We illustrate the test procedure using complete and censored data sets.

Complete data

We illustrate the proposed test procedures using two real data sets. First, we consider the data set given in Table 5 of Illowsky and Dean (2018). The data set consists of 55 smiling times of an eight-week-old baby measured in seconds, which can be treated as independent observations. The data follows a U[0, 23] distribution and we use the proposed test procedure to verify this. We implement the test using the integral transformation discussed in Remark 2.1. For the transformed data $Y=X/23$, the value of the test statistic is obtained as $\widehat{\mathrm{\Delta }}=-1.2523$, which belongs to the acceptance region. Hence we accept the null hypothesis that the data follows U[0, 23] distribution.

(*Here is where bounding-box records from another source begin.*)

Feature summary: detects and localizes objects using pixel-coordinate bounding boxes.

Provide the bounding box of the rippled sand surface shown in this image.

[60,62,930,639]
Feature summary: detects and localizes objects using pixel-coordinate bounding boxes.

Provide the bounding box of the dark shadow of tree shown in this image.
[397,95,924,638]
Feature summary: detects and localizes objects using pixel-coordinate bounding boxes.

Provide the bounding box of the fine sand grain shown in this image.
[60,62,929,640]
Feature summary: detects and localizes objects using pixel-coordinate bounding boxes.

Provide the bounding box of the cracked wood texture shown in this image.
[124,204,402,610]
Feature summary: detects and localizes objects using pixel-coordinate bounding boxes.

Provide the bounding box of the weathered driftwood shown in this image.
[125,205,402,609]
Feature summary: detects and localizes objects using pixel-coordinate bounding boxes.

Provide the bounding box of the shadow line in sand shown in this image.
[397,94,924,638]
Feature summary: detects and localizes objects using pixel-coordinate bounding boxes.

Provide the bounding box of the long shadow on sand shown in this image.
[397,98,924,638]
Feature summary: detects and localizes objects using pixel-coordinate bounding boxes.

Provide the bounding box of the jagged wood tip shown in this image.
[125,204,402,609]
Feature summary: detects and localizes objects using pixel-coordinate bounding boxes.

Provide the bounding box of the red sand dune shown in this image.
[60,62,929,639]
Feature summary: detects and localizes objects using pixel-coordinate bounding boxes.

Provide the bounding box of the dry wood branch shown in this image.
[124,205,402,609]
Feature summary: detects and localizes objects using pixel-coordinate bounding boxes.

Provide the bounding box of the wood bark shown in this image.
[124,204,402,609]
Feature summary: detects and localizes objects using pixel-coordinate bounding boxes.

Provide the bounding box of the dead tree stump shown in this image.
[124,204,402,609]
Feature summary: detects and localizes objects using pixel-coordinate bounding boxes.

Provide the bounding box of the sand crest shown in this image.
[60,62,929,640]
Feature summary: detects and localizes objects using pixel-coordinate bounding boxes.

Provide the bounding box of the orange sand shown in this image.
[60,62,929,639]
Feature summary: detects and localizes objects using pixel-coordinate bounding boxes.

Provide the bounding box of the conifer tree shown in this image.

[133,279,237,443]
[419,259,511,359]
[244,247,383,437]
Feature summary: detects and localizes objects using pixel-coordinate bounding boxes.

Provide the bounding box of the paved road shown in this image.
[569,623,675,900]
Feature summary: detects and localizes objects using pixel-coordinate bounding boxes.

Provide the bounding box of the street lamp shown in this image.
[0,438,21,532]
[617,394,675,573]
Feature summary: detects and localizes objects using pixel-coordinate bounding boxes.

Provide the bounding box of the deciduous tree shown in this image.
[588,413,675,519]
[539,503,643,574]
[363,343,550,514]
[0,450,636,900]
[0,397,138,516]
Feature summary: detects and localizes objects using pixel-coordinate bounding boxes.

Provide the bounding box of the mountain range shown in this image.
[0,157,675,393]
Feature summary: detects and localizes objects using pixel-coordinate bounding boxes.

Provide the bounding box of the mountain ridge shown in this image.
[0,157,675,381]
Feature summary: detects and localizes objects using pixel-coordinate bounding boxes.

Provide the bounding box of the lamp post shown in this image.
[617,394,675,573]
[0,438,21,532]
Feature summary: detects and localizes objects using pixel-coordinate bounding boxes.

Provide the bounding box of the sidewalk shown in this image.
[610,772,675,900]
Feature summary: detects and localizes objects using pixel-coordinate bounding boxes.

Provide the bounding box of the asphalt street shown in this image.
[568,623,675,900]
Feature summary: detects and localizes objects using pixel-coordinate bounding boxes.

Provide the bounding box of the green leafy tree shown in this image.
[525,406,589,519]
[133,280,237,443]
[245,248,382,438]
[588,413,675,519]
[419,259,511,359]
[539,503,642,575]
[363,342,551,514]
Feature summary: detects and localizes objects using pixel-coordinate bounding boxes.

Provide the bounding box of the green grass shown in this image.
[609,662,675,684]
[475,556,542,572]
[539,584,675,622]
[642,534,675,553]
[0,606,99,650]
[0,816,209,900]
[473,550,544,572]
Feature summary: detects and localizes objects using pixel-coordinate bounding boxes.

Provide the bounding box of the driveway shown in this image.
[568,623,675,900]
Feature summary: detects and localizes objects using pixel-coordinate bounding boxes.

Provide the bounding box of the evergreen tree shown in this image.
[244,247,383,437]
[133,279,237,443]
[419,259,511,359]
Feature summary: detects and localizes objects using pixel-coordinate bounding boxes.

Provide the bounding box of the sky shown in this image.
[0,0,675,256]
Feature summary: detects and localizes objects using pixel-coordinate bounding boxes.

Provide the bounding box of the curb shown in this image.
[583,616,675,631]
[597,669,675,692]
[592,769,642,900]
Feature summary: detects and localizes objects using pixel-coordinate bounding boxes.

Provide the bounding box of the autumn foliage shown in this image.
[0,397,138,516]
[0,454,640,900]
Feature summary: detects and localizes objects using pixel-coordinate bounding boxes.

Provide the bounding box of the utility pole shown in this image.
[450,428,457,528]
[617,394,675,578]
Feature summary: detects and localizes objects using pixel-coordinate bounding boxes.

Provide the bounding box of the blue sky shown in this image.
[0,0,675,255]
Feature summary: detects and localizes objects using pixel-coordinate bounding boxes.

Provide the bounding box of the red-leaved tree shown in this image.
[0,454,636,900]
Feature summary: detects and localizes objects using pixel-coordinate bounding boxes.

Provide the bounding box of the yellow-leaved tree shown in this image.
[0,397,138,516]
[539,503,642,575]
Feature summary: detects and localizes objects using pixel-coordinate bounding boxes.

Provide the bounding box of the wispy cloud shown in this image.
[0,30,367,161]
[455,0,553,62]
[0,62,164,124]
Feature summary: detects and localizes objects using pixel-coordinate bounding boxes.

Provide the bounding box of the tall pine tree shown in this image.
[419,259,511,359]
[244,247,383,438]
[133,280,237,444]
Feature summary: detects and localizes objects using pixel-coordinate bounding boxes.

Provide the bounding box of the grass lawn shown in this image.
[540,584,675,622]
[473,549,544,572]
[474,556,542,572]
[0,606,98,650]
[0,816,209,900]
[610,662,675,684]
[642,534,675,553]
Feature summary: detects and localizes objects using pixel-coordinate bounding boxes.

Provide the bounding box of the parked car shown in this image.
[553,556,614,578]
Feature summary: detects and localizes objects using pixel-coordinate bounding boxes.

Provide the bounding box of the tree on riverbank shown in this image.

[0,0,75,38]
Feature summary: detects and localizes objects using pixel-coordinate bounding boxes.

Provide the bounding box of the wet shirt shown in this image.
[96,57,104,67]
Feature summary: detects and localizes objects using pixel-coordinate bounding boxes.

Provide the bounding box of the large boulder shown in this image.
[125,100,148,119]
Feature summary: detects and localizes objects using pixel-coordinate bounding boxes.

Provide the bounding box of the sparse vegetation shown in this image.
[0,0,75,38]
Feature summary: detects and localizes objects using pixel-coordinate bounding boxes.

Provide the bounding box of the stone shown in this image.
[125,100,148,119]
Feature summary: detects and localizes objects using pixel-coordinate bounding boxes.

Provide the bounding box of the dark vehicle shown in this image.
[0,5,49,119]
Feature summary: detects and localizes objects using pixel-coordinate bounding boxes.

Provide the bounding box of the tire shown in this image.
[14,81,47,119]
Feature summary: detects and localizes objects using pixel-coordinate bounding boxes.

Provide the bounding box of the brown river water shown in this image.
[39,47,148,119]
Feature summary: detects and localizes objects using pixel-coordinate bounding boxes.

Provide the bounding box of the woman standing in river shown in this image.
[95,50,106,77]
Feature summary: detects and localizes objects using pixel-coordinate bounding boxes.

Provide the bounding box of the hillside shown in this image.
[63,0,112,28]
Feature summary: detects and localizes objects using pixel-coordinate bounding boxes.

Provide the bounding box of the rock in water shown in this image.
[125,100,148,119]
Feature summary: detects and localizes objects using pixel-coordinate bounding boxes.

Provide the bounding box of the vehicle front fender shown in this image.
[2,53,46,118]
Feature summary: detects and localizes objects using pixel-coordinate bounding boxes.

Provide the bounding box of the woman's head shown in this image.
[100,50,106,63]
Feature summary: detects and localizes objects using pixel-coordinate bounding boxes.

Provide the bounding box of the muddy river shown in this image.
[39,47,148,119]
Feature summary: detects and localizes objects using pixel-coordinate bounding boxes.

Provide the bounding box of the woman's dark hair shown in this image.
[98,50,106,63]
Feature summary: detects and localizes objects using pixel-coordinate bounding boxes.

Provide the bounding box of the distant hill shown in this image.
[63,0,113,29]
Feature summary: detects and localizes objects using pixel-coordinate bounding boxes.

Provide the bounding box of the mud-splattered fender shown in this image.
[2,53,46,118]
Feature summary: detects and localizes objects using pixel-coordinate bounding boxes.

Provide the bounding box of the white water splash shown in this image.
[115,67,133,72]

Next, we consider the study of the incubation period of COVID-19 by Lauer et al. (2020). The data is available at the link https://github.com/HopkinsIDD/ ncov_incubation. The number of days from exposure date to the COVID virus to the hospital presentation is calculated for 89 patients. We fit several lifetime distributions to this data using ‘fitdist’ available in the R package. Among the well-known models, we observe that the Weibull distribution with scale parameter $\alpha$ = 4.6885 and shape parameter $\beta$ = 1.5820 fit the data well. The data is transformed using integral transformation $1-exp{(-\frac{x}{4.6885})}^{1.5820}$, and for the transformed data we obtain the value of the test statistic as 1.0407. Hence we accept the hypothesis that the transformed data follows U[0, 1] distribution. This asserts that the original data follows the Weibull distribution.

Censored data

We consider the breast cancer data analysed in Yu (2021) to illustrate our test procedure. The data are obtained from a long-term clinical follow-up study on 371 women with stages I–III unilateral invasive breast cancer. The patients were treated by surgery at Memorial Sloan-Kettering Cancer Center in New York City between 1985 and 2001. For the illustration, we use a subset of the data with 50 lifetimes which is given by Wong et al. (2017). Yu (2021) fitted a uniform distribution to this data. The data is heavily censored with 26 censoring times. The proposed method is applied to the data with the transformation specified in Remark 2.1. The value of the test statistic is 0.8490, which suggests that the data follows U[0, 1]. Our result affirms the claim of Yu (2021) that the data fits uniform distribution.

Concluding remarks

Using the characterization of beta families by Ahmed (1991), we developed a simple non-parametric test based on U-statistic theory for testing uniform distribution. We study the asymptotic properties of the test statistic. The test is distribution-free. Even though several tests are available in the literature to test uniformity, these tests cannot accommodate censored lifetimes. Motivated by this, we discussed how to incorporate the right censored data in our test procedure. An extensive Monte Carlo simulation study is carried out to validate the finite sample performance of the tests. In the complete case, the test has well-controlled error rates even for small sample sizes. Power comparisons show that the performance of our test is competent with the existing tests. In the censored case, even with a high percentage of censored data (40%) our test performs well in terms of empirical power and attains the size of the test. Finally, we illustrated the test procedures using real data sets for complete as well as “censored cases".

Lifetime data often endure various forms of censoring apart from right censoring, which include left censoring, interval censoring, middle censoring etc. and different forms of truncation. The proposed test can be modified to incorporate these situations. The goodness of fit tests for other lifetime distributions using Stein’s type characterization can be developed.